Action and Patience in Copenhagen
As the temperature rises this morning in Copenhagen, pressure is also rising on COP15 delegates to move beyong the deadlock from Monday's walkout and inject some energy into the negotiations. But the mood is dour and while calls to action are coming from all angles, it seems that removing the all-important brackets from the text of the agreement will require concessions and cooperation that might not be reached, no matter how much Ed Miliband shouts.
Frustration extends far beyond the internal meetings. NGOs, activists and protestors, unable to access the Bella Centre negotation building, line the streets or set off on marches as snow and police helicopters swirl above them. Failure to accomodate civil society could prove to be a monumental embarrassment for the Danish host government - especially if plans to storm the centre go ahead today - but it not for want of trying. An ambitious 45,000 people were accredited with access to Bella Centre, which only has capacity for 15,000. Queuing to get in can take up to six hours.

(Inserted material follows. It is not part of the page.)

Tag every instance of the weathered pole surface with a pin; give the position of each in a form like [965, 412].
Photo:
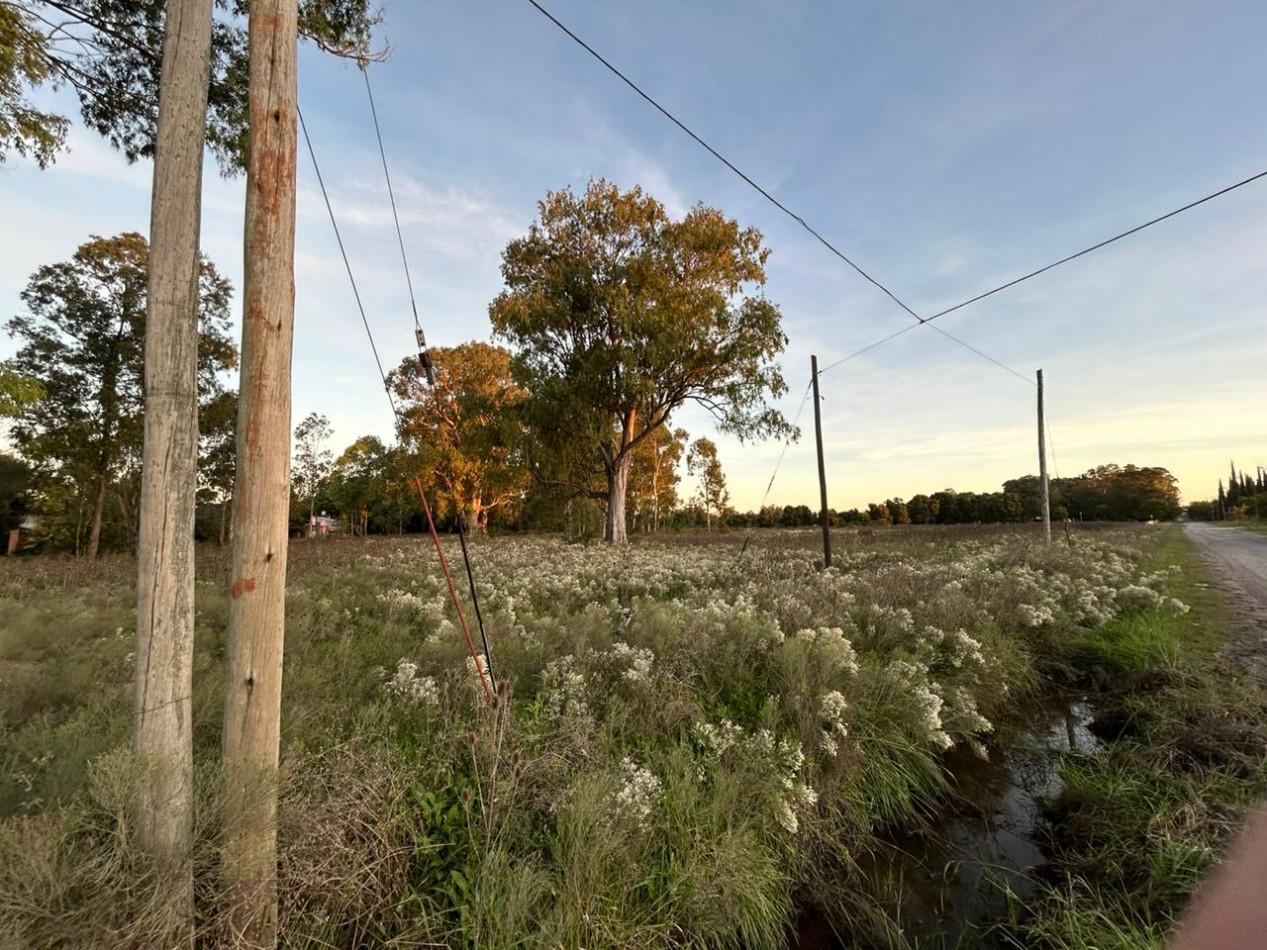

Fear of disruptions and a desire to get thing done has meant that the organisers have been limiting access day on day; 7,000 people yesterday, down to 1,000 today, and finally just 90 as the negotiations come to a head on Friday.
Trying to let the whole world in is a worthy ambition, and as Richard Reeves has used JS Mill's harm principle to argue in his Bentham Lecture, we are all responsible for the climate damage we do to other people and other countries; it is understandable that everyone wants to be part of the solution. But time and tempers at Copenhagen are short; there is a lot of pressure, and very little information. While people both in and outside the negotiations are desperate for action, it seems that the best action right now might be patience.